小説取材ノート(38)陸前高田=身元不明者が眠る寺でNHK除夜の鐘

 2012年大みそか、NHK『ゆく年くる年』の除夜の鐘は、陸前高田市・米崎町の普門寺(熊谷住職)で行われます、と同市内の被災者から連絡を頂いた。23時50分頃から、生放送である。
普門寺は曹洞宗で、開山500年(仁治2・1241年)の由緒ある寺である。同県内最大の巨木の百日紅や、優美な三重塔などが境内にある。

 ことしの3月28日に、私は普門寺の住職夫妻から取材している。
 3.11の大震災後から、火葬された遺骨が本堂の祭壇に祀られてきた。
 遺骨となった被災者は仏教のみならず、あらゆる宗教が絡む。原則として、同寺は直接関与せず、陸前高田市役所に本堂の一角を提供し、市の管理のもとに遺骨が安置されてきたと説明を受けた。

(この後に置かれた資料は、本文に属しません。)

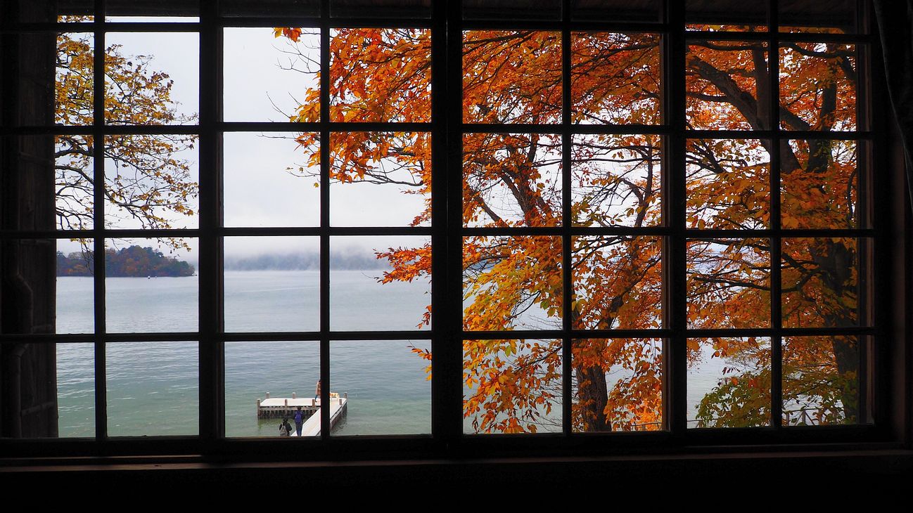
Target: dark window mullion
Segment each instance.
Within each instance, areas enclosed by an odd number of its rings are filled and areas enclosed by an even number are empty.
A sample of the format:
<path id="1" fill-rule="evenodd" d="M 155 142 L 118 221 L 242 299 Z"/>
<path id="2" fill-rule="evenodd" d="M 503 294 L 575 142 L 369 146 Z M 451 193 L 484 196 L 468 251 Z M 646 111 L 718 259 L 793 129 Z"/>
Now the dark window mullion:
<path id="1" fill-rule="evenodd" d="M 672 129 L 666 145 L 664 187 L 666 191 L 665 222 L 672 236 L 666 239 L 664 256 L 666 258 L 664 291 L 669 306 L 666 312 L 672 336 L 664 344 L 666 384 L 664 420 L 676 437 L 687 433 L 687 252 L 685 183 L 685 5 L 682 2 L 666 0 L 666 16 L 669 32 L 663 40 L 663 90 L 666 93 L 664 121 Z"/>
<path id="2" fill-rule="evenodd" d="M 320 0 L 320 439 L 330 436 L 330 0 Z"/>
<path id="3" fill-rule="evenodd" d="M 571 152 L 572 152 L 572 128 L 571 128 L 571 1 L 561 2 L 561 326 L 563 336 L 561 337 L 561 425 L 564 434 L 571 434 L 572 430 L 572 340 L 568 334 L 572 328 L 573 310 L 571 306 L 573 304 L 572 282 L 572 249 L 571 234 L 568 231 L 571 226 Z"/>
<path id="4" fill-rule="evenodd" d="M 782 131 L 780 127 L 780 38 L 779 38 L 779 15 L 777 0 L 771 0 L 768 10 L 768 41 L 767 53 L 767 73 L 768 83 L 771 88 L 770 104 L 767 106 L 771 119 L 771 126 L 768 129 L 773 131 L 772 144 L 771 144 L 771 169 L 769 177 L 771 180 L 771 212 L 768 219 L 769 228 L 772 230 L 773 236 L 771 237 L 771 327 L 774 330 L 774 335 L 771 337 L 771 427 L 779 430 L 782 427 L 783 417 L 783 351 L 782 334 L 783 316 L 782 316 L 782 295 L 781 294 L 781 252 L 782 249 L 782 224 L 781 220 L 781 198 L 780 181 L 782 162 L 780 148 L 782 138 Z"/>
<path id="5" fill-rule="evenodd" d="M 222 225 L 222 119 L 223 31 L 216 5 L 204 3 L 200 12 L 200 229 L 199 252 L 199 434 L 215 445 L 225 436 L 225 341 L 223 330 L 225 287 Z"/>
<path id="6" fill-rule="evenodd" d="M 437 3 L 436 3 L 437 4 Z M 440 8 L 440 7 L 438 7 Z M 447 117 L 444 120 L 446 133 L 445 144 L 448 148 L 446 164 L 446 183 L 444 194 L 447 206 L 447 215 L 439 222 L 446 223 L 447 242 L 446 273 L 443 283 L 446 295 L 445 315 L 447 318 L 447 331 L 438 336 L 443 338 L 443 351 L 436 351 L 434 362 L 436 369 L 433 380 L 441 380 L 436 390 L 444 392 L 444 397 L 436 411 L 446 415 L 437 425 L 443 426 L 440 434 L 446 442 L 457 442 L 463 433 L 463 20 L 459 2 L 447 2 L 446 19 L 446 75 L 448 87 L 444 102 Z M 434 50 L 433 50 L 434 51 Z M 440 55 L 440 53 L 435 54 Z M 434 63 L 432 63 L 434 66 Z M 435 94 L 432 89 L 432 94 Z M 438 98 L 440 98 L 438 96 Z M 441 120 L 435 120 L 439 123 Z M 432 194 L 434 197 L 434 193 Z M 434 279 L 434 278 L 432 278 Z M 440 339 L 439 339 L 440 340 Z M 433 384 L 434 386 L 434 384 Z M 441 401 L 442 400 L 442 401 Z M 457 444 L 452 444 L 455 449 Z"/>
<path id="7" fill-rule="evenodd" d="M 92 55 L 92 145 L 96 155 L 92 160 L 92 225 L 97 234 L 92 241 L 94 307 L 95 307 L 95 437 L 97 449 L 106 453 L 108 441 L 108 386 L 105 358 L 105 342 L 101 337 L 106 332 L 105 324 L 105 0 L 96 0 L 94 17 L 94 41 Z"/>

「それはそれとして、毎朝読経をあげてきました」と住職は語っていた。さらなる話で、震災直後は同市内の火葬場が不足し、千葉市や佐倉市などに遺体が運ばれて荼毘(だび)に付されていた。
「火葬場には同市長や議員らが立ち会ってくださった。それには厚く感謝しています」と住職は話されていた。

 同寺に安置された遺骨はDNA鑑定で殆どが特定されてきた。

 しかし、一年余りたっても、身元不明の遺骨が眠っている。どういう人たちなのだろうか。やがて無縁仏になるのだろうか。そんな憐みもあって、仏像とか、千人像とか、お供え物とか、ローソクとか、全国各地から届いて祭壇のまわりに供えられていた。


 気仙沼港の漁船員が岸壁で取材に応じてくれた。3人兄弟で近海漁業を行う。大震災の時、たまたま持ち船を大船渡の造船所で修理していた。大地震が発生した後、末弟が持ち船が気になり、大船渡に向かったという。
 ちょうど中間点である、陸前高田で大津波に遭って亡くなった。
「いまとなっては、高田に死にいったようなものだ」と次男が話されていた。

 こうしたケースからして、身元不明の遺骨が親族に旅先を告げずに出かけた、東北旅行者だったりするのかな、とも思える。一方で、少子化の時代だから、一家がすべて亡くなり、届け出がないのかな、とも類推できる。

 祭壇の白い遺骨が管理番号で表記されていた。それが実に気の毒だった。